The author also suggests a number of topics often taught in biology that should be omitted or significantly modified, therefore making room for the more useful and academically more valid topics. For example, eliminate Lamarck’s ideas, especially about how species change. They have not been confirmed scientifically, and its treatment in current textbooks is inaccurate anyway. Also, omit any detailed treatment of the species concept. Instead, be sure students understand at least some of the ways speciation happens. This is the basis of macroevolution.

Avoid superficial treatments of the history of life on earth. Just reference a “sensible annotated chart of geologic time” to provide a sufficient overview, then “document examples of how we know what we know about the evolution of some major groups and adaptations.” [Editor’s note: This is exactly the kind of understanding that the NGSS expect. The ENSI lesson Patterns in Time does a nice job of this, as does Becoming Whales.]

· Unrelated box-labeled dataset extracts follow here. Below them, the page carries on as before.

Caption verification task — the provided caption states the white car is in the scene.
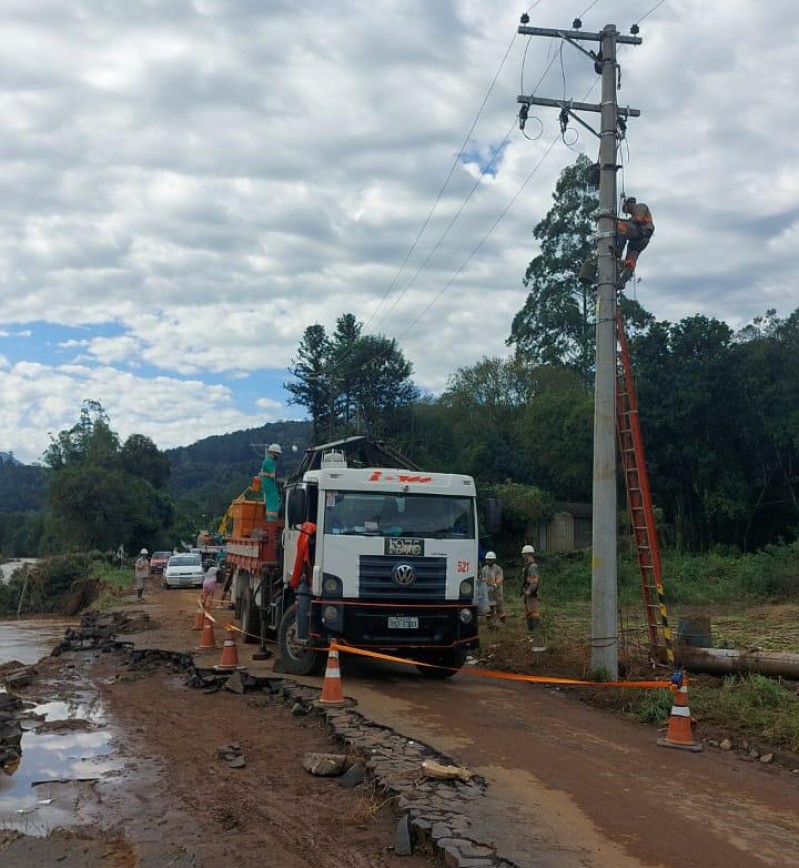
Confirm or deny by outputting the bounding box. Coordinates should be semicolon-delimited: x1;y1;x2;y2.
164;552;205;588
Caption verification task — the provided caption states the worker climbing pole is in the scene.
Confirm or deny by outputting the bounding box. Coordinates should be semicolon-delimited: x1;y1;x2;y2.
517;13;642;680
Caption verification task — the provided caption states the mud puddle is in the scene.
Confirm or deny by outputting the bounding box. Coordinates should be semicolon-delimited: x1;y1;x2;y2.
0;618;76;666
0;695;122;836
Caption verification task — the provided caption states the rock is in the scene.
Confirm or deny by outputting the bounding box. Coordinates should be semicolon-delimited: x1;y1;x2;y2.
338;763;364;790
225;672;244;694
302;753;347;777
394;814;413;856
430;823;452;841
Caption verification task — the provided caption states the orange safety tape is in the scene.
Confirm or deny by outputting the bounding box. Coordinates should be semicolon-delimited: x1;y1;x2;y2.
311;597;477;610
225;623;672;690
331;642;670;690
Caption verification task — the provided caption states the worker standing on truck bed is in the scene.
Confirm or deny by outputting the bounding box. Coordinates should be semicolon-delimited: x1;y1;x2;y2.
261;443;283;521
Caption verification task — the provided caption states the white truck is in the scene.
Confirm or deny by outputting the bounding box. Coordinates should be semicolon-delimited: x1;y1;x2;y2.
228;438;478;678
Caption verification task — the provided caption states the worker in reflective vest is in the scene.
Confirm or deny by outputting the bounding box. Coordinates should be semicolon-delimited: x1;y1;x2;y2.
260;443;283;521
289;521;316;645
616;196;655;282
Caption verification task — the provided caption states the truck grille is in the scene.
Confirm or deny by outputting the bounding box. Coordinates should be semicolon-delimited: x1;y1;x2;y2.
358;555;447;602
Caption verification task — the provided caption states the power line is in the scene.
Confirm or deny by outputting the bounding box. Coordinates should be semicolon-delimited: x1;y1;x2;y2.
363;29;520;330
577;0;599;18
396;133;560;340
377;45;565;334
635;0;666;24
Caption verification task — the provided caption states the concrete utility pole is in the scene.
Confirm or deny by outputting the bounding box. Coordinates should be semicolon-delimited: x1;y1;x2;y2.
517;15;641;681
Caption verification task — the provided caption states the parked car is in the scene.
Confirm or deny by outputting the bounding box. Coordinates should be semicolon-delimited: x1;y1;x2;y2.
150;552;172;575
164;552;204;588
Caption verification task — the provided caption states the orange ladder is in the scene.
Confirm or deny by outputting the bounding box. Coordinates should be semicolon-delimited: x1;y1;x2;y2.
616;311;674;667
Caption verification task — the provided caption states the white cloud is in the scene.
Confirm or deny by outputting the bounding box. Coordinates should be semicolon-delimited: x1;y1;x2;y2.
0;0;799;462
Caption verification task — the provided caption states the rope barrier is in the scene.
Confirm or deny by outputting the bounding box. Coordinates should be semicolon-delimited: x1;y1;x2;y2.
225;622;671;690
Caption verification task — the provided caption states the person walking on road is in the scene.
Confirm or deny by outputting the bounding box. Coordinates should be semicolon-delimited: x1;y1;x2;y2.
203;561;219;609
521;545;546;651
261;443;283;521
480;552;506;627
133;549;150;600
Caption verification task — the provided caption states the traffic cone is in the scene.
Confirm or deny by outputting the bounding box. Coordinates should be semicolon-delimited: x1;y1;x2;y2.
214;624;244;672
658;672;702;753
191;601;205;630
317;639;350;708
197;612;218;651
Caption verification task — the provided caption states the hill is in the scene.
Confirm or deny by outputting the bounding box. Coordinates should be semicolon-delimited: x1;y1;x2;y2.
165;422;312;519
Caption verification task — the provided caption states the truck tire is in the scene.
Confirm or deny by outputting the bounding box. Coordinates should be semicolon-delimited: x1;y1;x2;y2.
241;588;261;645
277;603;325;675
416;648;466;679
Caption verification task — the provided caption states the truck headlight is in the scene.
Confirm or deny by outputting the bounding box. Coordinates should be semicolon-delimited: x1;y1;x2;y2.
322;573;343;597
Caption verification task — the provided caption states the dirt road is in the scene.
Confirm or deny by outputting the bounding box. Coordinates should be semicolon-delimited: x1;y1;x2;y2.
0;592;799;868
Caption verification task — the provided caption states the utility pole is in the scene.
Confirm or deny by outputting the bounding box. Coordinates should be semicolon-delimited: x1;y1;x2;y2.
517;14;641;681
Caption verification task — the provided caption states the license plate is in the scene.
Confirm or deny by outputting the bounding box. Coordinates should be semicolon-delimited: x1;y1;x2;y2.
388;618;419;630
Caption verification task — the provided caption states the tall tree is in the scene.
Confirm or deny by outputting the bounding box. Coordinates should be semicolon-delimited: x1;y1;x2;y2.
508;154;599;378
285;323;333;442
507;154;653;381
286;313;418;442
44;401;172;550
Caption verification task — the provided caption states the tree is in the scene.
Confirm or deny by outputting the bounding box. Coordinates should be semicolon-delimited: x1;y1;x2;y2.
44;401;173;551
286;313;418;442
507;154;653;381
508;154;599;378
285;323;331;442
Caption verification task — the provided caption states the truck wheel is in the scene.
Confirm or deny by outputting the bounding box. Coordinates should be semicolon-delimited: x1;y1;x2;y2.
241;588;261;645
277;603;325;675
416;648;466;679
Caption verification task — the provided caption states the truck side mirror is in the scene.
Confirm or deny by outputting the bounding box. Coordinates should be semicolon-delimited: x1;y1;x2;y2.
286;488;308;527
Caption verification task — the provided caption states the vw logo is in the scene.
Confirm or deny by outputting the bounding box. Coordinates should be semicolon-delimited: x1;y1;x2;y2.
391;564;416;586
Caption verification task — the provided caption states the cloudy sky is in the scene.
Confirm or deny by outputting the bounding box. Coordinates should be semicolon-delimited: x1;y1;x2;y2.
0;0;799;462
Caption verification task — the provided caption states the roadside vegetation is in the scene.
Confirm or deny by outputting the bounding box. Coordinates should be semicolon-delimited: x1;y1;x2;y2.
481;543;799;752
0;551;133;618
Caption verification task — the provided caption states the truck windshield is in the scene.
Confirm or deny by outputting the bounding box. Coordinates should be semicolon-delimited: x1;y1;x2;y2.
324;491;474;539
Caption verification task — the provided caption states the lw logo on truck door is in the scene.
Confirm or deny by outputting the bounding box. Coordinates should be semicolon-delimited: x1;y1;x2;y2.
391;564;416;587
384;536;424;557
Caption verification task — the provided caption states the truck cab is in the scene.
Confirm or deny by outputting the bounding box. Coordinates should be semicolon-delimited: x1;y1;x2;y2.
279;451;478;677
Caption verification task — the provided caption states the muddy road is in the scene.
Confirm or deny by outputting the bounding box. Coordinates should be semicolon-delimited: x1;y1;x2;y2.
0;591;799;868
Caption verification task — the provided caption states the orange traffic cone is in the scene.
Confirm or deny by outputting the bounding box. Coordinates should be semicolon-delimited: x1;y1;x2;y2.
318;639;350;708
658;672;702;753
197;612;218;651
191;601;205;630
214;624;244;672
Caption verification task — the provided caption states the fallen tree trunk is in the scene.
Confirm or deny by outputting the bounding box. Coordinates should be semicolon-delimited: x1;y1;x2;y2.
674;645;799;678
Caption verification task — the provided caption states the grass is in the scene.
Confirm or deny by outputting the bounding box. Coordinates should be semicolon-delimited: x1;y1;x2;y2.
480;580;799;765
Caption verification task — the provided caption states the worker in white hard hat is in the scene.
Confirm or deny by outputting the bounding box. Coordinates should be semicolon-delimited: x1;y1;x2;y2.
522;545;541;642
480;552;506;627
133;549;150;600
261;443;283;521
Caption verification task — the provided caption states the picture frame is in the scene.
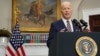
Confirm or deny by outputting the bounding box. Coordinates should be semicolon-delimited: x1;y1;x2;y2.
12;0;60;32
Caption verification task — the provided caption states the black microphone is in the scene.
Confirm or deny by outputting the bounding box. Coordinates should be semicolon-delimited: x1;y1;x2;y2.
73;19;82;31
80;19;88;29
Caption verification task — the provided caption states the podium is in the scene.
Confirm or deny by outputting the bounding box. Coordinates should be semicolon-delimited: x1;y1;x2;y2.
49;32;100;56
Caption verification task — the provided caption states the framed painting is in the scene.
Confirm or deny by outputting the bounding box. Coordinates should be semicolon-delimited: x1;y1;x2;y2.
12;0;60;32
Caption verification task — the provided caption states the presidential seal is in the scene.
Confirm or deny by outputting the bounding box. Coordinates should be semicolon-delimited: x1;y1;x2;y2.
76;36;97;56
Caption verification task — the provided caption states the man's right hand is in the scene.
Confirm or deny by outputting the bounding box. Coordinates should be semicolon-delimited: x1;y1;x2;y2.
60;28;66;32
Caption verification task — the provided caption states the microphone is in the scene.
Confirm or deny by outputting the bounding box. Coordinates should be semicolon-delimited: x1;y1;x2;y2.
73;19;82;31
80;19;88;29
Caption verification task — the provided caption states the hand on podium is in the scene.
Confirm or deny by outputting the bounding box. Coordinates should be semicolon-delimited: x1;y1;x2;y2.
83;29;91;32
60;28;66;32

Finally, avoid any extensive treatment of Linnaeus’ classification system. His basis turned out to be superficial and invalid. In his Origin of Species, Darwin insisted that all classification should be based on genealogy (what we now call phylogenetic relationship.

Author Padian also discusses what the Creationists don’t want students to know, and why that is. This knowledge can help you understand their perspective, and how it ignores the reality of the well-established evidence of evolution we’ve had for decades, and how we’ve come to understand it. [Editor’s note: I have found that much of evolution that some people say they don’t “believe in” can be traced to misinformation about both evolution and the nature of science. Hence, an important part of our teaching goal is to replace that misinformation with accurate information. They can accept it, or not, but at least they should have correct information (and understanding) on which to base their position.] Padian offers some ideas on how to teach what we really know about evolution.

With insight to how the education industry works, the author suggests ways to change the system to improve evolution education, some of which have already been done. This is followed by suggestions for what teachers can do to bring about an effective and accurate evolution education. This includes teaching “how we know what we know about macroevolution, and the patterns and processes that describe the major changes in the history of life.” In doing this, the focus must be on the 40-50% of the people who are reasonable and uncommitted, but currently uneducated (or mis- educated) about the problem. The 25% of people who are totally committed to their negative views about evolution are unlikely to be receptive to that information, and can only distract us from our job of teaching about how science, and evolution, works.